The results have impressed both regulators and clinicians. For the first time, a one-time gene addition therapy appears capable of restoring natural hearing—not electronic approximation, but real sound perception. “Now there are five efforts worldwide actually using a similar technique to do gene therapy in kids with OTOF-related hearing loss.”
The auditory program has also set a new model for how industry, academia, and families can collaborate in translational science. “We’ve had a fantastic experience working with clinical sites, families, and leaders in the field like Larry,” Whitton said. “They’re incredibly excited to see this development reach patients in their lifetime after a long journey for many.”
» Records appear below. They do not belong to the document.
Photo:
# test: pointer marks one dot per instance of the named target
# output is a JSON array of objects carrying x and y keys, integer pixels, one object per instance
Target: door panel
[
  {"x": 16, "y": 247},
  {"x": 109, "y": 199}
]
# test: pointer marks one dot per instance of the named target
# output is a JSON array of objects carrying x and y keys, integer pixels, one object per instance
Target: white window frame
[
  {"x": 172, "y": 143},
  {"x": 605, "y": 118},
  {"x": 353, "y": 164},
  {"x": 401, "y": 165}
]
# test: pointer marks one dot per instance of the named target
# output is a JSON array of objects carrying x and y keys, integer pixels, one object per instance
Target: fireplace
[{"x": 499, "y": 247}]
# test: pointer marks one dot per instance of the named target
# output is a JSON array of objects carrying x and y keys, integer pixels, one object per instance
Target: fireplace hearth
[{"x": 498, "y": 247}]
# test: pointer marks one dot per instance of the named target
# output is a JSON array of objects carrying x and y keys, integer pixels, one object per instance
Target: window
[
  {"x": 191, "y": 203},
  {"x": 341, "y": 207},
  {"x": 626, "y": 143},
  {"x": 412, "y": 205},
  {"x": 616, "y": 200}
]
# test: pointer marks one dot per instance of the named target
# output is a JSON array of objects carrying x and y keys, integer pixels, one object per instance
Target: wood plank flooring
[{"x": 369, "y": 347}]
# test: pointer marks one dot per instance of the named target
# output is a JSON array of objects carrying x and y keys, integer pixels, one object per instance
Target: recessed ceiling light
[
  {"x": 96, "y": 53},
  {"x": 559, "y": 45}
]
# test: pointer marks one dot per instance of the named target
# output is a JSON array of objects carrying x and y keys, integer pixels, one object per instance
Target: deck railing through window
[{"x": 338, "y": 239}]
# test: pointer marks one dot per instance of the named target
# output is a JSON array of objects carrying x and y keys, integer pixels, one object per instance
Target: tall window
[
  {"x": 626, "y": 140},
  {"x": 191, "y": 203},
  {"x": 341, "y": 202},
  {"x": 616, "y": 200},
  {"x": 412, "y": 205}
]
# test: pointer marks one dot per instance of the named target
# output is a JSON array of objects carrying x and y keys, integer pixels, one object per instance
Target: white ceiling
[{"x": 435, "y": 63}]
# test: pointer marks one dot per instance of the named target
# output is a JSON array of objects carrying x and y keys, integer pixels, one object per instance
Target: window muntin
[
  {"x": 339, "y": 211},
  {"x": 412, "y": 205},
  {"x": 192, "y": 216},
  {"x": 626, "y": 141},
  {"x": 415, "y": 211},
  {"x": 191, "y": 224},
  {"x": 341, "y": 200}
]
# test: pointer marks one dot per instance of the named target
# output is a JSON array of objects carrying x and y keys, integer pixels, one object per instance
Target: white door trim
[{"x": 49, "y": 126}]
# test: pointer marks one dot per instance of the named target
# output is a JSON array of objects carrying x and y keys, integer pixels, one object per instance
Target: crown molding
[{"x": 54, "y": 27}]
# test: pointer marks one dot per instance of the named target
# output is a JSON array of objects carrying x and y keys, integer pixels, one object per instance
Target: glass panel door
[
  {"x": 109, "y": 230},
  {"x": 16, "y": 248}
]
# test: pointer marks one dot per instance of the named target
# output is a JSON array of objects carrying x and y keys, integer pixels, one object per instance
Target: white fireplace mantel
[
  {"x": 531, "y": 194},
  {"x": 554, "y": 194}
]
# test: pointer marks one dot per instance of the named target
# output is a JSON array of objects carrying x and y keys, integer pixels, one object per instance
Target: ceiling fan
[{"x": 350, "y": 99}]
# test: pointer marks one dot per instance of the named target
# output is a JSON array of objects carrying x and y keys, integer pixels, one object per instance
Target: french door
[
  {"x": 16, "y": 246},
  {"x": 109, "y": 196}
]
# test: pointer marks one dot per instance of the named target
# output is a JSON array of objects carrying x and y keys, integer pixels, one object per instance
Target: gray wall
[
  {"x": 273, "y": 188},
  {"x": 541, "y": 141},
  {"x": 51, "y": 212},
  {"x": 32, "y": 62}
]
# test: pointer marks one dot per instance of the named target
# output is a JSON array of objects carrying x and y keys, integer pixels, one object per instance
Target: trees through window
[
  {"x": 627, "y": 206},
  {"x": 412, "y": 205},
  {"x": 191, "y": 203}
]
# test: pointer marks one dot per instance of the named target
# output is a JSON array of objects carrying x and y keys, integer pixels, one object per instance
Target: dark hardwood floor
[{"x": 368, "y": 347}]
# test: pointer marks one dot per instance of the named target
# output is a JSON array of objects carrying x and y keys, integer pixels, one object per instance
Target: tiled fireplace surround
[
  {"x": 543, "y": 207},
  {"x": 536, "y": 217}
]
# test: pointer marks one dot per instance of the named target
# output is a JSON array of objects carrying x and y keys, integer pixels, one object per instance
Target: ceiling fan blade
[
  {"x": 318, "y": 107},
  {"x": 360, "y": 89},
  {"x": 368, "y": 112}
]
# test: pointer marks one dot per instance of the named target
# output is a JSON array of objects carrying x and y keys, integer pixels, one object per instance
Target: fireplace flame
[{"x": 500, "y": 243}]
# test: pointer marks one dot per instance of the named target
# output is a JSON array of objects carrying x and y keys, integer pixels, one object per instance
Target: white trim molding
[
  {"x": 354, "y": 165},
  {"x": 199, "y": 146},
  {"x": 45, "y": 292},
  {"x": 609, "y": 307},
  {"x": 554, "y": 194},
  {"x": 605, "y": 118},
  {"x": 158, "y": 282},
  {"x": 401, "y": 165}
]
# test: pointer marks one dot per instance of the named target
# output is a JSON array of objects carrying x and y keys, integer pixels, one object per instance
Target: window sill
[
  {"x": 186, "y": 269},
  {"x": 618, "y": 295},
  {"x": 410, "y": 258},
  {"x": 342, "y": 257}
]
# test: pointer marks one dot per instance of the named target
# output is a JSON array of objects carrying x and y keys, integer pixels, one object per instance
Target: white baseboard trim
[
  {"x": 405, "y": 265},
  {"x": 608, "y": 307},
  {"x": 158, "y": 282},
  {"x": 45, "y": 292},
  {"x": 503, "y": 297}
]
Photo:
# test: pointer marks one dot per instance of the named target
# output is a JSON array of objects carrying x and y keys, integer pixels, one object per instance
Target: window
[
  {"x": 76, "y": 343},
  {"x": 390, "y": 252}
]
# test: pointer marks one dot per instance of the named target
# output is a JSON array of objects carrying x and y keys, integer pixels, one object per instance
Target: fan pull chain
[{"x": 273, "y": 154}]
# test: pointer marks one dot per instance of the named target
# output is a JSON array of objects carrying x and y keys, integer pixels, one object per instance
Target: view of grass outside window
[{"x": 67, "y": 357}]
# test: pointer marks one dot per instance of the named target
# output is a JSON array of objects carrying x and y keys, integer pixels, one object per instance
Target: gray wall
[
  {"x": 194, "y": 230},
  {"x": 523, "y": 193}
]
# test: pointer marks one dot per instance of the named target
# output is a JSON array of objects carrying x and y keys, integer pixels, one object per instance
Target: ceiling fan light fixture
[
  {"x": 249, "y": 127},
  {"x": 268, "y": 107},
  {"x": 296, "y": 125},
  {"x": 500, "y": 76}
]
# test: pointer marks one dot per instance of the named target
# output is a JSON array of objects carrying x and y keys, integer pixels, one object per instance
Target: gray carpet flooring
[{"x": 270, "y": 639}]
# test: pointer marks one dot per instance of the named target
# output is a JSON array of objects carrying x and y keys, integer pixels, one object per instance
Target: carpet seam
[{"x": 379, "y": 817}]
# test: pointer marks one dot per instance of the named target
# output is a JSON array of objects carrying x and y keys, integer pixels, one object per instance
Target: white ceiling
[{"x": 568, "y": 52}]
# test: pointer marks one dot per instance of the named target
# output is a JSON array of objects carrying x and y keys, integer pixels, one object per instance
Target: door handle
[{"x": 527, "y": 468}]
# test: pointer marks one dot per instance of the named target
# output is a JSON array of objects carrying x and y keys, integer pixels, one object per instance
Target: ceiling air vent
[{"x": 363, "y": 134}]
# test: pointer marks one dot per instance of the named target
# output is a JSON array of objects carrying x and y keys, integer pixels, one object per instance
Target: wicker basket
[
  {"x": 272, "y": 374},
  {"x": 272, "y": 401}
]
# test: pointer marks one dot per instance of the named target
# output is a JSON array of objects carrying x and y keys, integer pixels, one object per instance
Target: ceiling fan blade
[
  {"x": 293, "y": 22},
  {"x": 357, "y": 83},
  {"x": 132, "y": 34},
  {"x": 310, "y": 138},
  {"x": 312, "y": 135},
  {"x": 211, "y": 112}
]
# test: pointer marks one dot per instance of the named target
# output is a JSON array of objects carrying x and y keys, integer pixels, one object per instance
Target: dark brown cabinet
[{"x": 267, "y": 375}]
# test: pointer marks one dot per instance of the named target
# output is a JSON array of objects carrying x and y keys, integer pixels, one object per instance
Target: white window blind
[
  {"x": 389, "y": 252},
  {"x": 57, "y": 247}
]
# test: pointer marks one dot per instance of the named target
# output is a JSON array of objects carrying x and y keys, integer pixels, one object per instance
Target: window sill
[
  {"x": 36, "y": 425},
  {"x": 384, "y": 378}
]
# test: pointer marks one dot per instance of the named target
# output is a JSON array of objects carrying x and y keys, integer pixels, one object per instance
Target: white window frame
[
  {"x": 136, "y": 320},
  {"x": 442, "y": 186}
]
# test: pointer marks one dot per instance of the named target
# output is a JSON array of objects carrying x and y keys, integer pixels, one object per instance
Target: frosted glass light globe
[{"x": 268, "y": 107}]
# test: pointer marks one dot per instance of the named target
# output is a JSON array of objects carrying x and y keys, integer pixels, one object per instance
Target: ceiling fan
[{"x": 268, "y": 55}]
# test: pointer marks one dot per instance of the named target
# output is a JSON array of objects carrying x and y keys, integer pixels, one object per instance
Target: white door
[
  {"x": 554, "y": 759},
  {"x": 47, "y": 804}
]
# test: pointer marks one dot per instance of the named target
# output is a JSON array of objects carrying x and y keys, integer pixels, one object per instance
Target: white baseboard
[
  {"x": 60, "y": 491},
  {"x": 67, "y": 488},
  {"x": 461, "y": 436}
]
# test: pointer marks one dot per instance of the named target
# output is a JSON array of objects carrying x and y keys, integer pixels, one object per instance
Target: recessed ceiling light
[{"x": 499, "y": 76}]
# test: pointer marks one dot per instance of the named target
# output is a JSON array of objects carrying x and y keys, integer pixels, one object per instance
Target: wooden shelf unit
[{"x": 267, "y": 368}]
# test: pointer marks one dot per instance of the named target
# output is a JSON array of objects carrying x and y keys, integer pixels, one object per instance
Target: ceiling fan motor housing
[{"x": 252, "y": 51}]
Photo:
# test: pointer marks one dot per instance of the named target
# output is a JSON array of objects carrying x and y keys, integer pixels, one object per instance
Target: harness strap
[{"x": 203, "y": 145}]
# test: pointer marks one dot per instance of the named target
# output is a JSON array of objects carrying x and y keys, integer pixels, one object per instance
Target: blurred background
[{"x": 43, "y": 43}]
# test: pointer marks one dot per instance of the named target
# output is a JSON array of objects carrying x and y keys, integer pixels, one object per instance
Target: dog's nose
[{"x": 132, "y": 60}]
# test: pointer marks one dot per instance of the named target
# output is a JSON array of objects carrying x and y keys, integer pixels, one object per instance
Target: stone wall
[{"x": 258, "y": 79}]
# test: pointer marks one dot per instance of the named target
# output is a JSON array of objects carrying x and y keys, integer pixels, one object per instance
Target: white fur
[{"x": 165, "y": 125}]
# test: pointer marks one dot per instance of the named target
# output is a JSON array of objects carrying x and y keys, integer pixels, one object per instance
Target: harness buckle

While this rare genetic form of deafness affects only about 30 to 50 children per year in the U.S, the implications extend beyond hearing. The knowledge gained from DB-OTO—how to deliver large genes and how to accurately target specific sensory cells—could benefit other medical fields where fragile, hard-to-reach tissues have slowed down advancements.
So, while the approach may not be a blockbuster drug and lacks the instant cinematic payoff of a cochlear implant switch-on, the quiet miracle of a child turning at the sound of their name—for the first time in their life—is something deeper. It’s not just hearing restored. It’s establishing a connection never heard before.